İmamoğlu, Diploma Soruşturmasında İfade Verdi
İstanbul Büyükşehir Belediye (İBB) Başkanı Ekrem İmamoğlu, üniversite diplomasının sahte olduğu iddialarıyla ilgili başlatılan resmi belgede sahtecilik suçuna dair soruşturma kapsamında ifade vermek için adliyeye geldi. Savcılıkta ifade işlemi tamamlanan İmamoğlu, adliyeden ayrıldı.
İstanbul Cumhuriyet Başsavcılığı, İmamoğlu’nun lisans diplomasının sahte olduğuna dair gelen ihbarlar ve Yükseköğretim Kurulu tarafından hazırlanan raporda diplomasının sahte olduğuna dair tespitler doğrultusunda bir soruşturma yürütüyor.
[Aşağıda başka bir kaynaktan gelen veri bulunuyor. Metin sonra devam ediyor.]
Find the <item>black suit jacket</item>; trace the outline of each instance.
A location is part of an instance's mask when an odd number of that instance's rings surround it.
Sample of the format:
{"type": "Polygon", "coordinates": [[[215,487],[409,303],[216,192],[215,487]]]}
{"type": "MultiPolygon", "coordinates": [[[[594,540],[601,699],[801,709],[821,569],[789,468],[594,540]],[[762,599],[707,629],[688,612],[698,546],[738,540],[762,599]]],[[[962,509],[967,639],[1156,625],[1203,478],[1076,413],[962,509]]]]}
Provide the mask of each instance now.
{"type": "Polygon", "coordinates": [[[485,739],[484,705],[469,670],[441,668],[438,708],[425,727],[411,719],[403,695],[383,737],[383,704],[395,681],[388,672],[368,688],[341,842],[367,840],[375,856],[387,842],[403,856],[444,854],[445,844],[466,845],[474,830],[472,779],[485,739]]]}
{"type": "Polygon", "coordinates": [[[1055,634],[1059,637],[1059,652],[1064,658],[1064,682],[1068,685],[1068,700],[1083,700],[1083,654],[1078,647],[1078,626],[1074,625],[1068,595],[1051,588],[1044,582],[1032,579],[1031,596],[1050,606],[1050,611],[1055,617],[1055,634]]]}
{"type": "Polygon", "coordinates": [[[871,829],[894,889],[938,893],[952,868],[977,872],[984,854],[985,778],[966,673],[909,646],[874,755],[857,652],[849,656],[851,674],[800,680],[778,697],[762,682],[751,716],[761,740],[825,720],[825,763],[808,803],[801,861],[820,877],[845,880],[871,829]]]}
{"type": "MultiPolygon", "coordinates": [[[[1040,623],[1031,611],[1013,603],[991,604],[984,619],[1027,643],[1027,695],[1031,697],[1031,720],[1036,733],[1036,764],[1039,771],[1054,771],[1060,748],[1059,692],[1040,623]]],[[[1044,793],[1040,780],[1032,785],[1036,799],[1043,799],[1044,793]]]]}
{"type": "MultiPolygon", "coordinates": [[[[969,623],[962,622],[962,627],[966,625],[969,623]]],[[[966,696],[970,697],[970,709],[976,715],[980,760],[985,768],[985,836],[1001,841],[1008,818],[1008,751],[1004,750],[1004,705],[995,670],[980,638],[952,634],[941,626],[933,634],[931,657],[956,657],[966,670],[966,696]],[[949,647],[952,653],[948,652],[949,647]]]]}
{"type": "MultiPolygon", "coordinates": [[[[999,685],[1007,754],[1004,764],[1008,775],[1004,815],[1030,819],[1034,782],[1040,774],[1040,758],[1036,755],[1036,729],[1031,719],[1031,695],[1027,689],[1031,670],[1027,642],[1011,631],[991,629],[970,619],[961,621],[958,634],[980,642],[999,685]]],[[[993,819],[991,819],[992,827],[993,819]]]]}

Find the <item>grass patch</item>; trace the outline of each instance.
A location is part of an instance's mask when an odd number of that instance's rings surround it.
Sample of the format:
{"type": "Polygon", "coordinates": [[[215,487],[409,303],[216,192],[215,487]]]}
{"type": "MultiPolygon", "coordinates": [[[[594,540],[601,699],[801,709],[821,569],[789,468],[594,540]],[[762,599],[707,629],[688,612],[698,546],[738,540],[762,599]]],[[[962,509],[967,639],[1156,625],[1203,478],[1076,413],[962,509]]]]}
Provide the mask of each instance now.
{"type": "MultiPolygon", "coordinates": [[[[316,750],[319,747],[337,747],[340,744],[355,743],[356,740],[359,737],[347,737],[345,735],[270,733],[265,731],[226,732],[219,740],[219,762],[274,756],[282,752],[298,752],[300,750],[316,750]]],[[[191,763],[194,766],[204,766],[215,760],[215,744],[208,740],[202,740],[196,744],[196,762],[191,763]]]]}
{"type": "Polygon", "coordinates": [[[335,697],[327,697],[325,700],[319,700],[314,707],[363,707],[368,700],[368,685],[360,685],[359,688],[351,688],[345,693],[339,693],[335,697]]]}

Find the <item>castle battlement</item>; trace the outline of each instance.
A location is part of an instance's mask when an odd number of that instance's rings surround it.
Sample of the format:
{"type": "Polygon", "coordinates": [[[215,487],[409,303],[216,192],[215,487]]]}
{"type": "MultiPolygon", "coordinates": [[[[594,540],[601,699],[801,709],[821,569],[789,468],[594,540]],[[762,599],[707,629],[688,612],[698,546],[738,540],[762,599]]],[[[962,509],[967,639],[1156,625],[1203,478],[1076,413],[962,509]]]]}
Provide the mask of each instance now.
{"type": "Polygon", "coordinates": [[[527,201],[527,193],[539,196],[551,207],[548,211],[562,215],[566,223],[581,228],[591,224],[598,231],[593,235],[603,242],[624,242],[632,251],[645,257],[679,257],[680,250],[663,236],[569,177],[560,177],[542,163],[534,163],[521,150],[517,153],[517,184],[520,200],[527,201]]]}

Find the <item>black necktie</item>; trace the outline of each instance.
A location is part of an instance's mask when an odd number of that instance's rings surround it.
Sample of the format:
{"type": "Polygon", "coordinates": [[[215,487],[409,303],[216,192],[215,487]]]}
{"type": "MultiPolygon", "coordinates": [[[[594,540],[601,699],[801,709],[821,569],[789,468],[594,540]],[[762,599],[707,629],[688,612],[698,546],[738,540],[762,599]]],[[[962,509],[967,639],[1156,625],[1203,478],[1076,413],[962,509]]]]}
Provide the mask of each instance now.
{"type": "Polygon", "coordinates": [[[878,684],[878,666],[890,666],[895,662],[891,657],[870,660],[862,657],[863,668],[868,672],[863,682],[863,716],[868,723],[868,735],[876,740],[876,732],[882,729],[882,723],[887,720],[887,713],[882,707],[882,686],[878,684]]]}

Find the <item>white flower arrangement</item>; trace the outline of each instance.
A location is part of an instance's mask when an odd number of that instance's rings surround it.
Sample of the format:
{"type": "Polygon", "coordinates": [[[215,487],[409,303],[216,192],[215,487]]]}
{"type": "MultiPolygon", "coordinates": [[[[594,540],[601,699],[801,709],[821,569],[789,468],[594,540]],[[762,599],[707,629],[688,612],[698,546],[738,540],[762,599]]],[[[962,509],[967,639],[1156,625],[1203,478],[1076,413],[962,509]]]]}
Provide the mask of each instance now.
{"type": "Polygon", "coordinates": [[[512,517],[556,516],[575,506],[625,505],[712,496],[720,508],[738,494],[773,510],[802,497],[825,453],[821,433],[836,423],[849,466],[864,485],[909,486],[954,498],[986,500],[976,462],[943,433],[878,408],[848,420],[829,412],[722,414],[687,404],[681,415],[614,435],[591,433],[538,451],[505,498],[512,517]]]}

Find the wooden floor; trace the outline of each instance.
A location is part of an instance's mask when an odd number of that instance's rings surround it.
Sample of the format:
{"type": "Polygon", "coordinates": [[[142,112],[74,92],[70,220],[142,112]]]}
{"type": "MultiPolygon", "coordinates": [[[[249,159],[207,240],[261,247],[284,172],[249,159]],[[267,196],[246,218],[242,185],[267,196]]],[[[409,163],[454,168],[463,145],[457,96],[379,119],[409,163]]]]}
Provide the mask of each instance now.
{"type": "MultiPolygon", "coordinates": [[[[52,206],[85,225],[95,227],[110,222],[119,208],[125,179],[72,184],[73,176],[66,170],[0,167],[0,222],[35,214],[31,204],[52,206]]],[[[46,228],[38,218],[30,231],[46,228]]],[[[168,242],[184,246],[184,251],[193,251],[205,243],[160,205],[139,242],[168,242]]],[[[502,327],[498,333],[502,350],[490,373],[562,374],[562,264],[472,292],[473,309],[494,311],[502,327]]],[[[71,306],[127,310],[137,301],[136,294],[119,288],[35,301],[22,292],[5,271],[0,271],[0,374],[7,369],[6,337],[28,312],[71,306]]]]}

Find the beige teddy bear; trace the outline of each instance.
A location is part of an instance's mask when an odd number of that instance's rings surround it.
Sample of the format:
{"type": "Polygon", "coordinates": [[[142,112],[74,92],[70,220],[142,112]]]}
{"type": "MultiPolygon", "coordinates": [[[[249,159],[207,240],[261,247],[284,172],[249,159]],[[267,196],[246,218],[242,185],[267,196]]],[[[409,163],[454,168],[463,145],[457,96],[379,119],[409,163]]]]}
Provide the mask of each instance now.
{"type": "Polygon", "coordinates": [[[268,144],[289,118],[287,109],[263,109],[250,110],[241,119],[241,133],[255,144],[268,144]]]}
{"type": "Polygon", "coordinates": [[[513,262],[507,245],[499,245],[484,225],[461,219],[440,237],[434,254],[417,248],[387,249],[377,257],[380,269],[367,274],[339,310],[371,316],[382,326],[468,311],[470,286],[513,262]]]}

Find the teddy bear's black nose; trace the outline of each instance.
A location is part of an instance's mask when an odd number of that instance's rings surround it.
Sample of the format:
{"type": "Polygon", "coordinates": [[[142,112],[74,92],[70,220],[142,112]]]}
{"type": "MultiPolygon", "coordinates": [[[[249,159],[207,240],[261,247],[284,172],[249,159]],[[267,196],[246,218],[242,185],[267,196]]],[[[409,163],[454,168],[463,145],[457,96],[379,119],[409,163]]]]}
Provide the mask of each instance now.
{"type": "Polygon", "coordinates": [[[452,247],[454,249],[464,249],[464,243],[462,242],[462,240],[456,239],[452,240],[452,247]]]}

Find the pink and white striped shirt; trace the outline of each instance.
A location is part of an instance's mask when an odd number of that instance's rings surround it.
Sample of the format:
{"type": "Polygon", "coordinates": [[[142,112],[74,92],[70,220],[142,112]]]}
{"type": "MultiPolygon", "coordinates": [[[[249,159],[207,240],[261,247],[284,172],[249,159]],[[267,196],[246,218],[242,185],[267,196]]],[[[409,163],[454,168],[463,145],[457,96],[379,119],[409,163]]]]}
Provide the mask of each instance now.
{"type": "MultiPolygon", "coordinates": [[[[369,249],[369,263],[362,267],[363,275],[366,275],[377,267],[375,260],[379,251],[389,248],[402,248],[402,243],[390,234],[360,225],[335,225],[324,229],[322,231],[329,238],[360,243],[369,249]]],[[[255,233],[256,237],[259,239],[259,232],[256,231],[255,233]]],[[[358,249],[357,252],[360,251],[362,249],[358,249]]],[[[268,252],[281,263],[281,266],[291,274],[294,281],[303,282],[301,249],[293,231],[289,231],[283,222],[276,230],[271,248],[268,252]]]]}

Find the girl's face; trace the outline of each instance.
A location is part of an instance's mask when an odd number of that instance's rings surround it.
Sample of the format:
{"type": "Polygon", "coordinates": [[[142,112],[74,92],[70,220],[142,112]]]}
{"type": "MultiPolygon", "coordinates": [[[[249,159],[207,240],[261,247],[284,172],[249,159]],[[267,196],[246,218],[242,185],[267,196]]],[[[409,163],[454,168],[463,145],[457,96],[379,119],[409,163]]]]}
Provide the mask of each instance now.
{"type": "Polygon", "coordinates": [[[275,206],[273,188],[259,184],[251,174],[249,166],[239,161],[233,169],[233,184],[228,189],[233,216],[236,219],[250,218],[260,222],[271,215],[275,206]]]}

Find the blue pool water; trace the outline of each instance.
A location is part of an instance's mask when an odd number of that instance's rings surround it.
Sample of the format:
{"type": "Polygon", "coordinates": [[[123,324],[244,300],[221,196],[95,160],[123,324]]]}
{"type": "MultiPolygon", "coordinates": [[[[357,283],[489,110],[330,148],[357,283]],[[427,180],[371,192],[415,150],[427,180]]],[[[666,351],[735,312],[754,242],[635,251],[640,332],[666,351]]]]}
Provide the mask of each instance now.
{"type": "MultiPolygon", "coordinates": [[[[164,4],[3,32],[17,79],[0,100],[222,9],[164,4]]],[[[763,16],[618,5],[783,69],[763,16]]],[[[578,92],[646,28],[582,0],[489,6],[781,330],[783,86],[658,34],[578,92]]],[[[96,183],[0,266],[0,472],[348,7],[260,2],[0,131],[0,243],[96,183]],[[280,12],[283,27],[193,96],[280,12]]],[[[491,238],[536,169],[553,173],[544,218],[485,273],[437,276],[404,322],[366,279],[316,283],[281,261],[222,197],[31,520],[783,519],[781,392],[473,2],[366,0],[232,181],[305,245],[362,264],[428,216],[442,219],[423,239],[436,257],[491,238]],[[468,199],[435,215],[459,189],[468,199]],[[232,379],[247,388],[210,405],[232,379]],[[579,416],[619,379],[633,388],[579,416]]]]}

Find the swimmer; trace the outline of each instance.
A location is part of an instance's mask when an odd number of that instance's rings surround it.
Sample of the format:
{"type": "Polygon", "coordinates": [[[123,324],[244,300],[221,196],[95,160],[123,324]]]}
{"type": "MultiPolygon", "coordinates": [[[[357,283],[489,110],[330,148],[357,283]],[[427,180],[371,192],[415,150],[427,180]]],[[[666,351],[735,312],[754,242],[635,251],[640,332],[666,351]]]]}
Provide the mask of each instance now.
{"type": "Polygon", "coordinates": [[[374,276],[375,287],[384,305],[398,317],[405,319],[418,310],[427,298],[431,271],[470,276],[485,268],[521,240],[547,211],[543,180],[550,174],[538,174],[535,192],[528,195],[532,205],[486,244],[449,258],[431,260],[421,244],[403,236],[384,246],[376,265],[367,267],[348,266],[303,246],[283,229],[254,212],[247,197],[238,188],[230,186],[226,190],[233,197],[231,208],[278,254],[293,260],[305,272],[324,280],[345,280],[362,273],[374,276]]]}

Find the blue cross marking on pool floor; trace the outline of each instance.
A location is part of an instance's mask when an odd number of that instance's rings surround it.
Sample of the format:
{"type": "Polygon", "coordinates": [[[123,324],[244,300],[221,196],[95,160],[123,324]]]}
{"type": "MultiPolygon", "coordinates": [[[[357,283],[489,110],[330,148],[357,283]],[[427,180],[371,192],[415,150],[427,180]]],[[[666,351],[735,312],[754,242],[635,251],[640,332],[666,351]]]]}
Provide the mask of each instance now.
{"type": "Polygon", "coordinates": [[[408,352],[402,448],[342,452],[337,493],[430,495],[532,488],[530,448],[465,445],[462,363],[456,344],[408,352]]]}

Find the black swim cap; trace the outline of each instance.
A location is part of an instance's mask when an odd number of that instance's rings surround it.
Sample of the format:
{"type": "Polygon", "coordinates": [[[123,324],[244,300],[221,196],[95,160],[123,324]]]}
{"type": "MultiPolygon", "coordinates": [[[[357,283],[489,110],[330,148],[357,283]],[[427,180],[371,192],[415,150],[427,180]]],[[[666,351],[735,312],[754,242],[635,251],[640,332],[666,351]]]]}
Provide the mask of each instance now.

26 Şubat’ta ifade vermesi için savcılığa çağrılan İmamoğlu, kamu görevi nedeniyle ifade veremeyeceğini belirterek mazeret dilekçesi sunmuştu. Bugün, savcılığa ifade vermek üzere İstanbul Adalet Sarayı’na gelen İmamoğlu, ifade işleminin ardından adliyeden ayrıldı.
İFADESİ ORTAYA ÇIKTI
İmamoğlu’nun savcılıktaki ifadesi de kamuoyuna yansıdı. İBB Başkanı, ifadesinde şunları dile getirdi:
“Bugün burada bir savunma yapmam bekleniyorsa, bunu doğru bulmuyorum. Neyle suçlandığım dahi belli değil. Buraya, her ne olursa olsun hukuk devletine ve yargı makamlarına olan saygımdan dolayı geldim. Ancak saygım gereği verdiğim bu beyanların bir savunma amacı taşımadığını, şahsıma yöneltilen hukuksuzlukların kayda geçirilmesi için yapıldığını belirtmek istiyorum. Türkiye Cumhuriyeti bir hukuk devletidir. Hukukun üstünlüğü ilkesi gereği soruşturma süreçlerinin keyfilikten uzak, adil ve hukuka uygun bir şekilde yürütülmesi esastır. Son bir ay içinde üçüncü kez ifadeye çağrılmam, yürütülen sürecin hukuk devleti ilkeleriyle bağdaşmadığını açıkça göstermektedir. Hakkımda yürütülen bu sürecin niteliği ve zamanlaması da bu gerçeğin bir başka kanıtıdır.”
“Gerçeklerin çarpıtıldığı, belgelerin gizlendiği, kanun ve yönetmeliklerin görmezden gelindiği, hatta bugünün kanunlarının 35 yıl önceye işletilmeye çalışıldığı bir rapor hazırlanmış ve bu rapor esas alınarak hakkımda suçlama yöneltilmiştir. Oysa burada ifade vermesi gerekenler, o raporu hazırlayanlardır. Avukatlarım gerekli suç duyurularında bulunmuştur. Bu vesileyle, sizden de bu raporda sorumluluğu bulunan kişiler hakkında gereken yasal sürecin işletilmesini talep ediyorum. Demokratik meşruiyetini dört seçim zaferiyle ve 16 milyonluk bir şehrin iradesiyle pekiştirmiş bir belediye başkanını; hak yememiş, hakkını da yedirmemiş bir vatandaşı hukuki temelden yoksun ve mesnetsiz iddialarla suçlamak, hem hukuk devletini hem de halkın demokratik iradesine yönelik ağır bir haksızlıktır. Türkiye’nin bir hukuk devleti olması gerektiğine inanan herkesin bu konularda daha özenli davranması gerekmektedir. Türkiye’nin bir hukuk devleti olduğuna olan inancımı koruyarak, adaletin hukuk kurallarına uygun bir şekilde tecelli etmesi gerektiğini bir kez daha vurguluyorum. Suçlamayla alakalı başka söyleyecek hiçbir şeyim yoktur, avukatlarım hukuki açıdan gerekli açıklamaları yapacaktır.”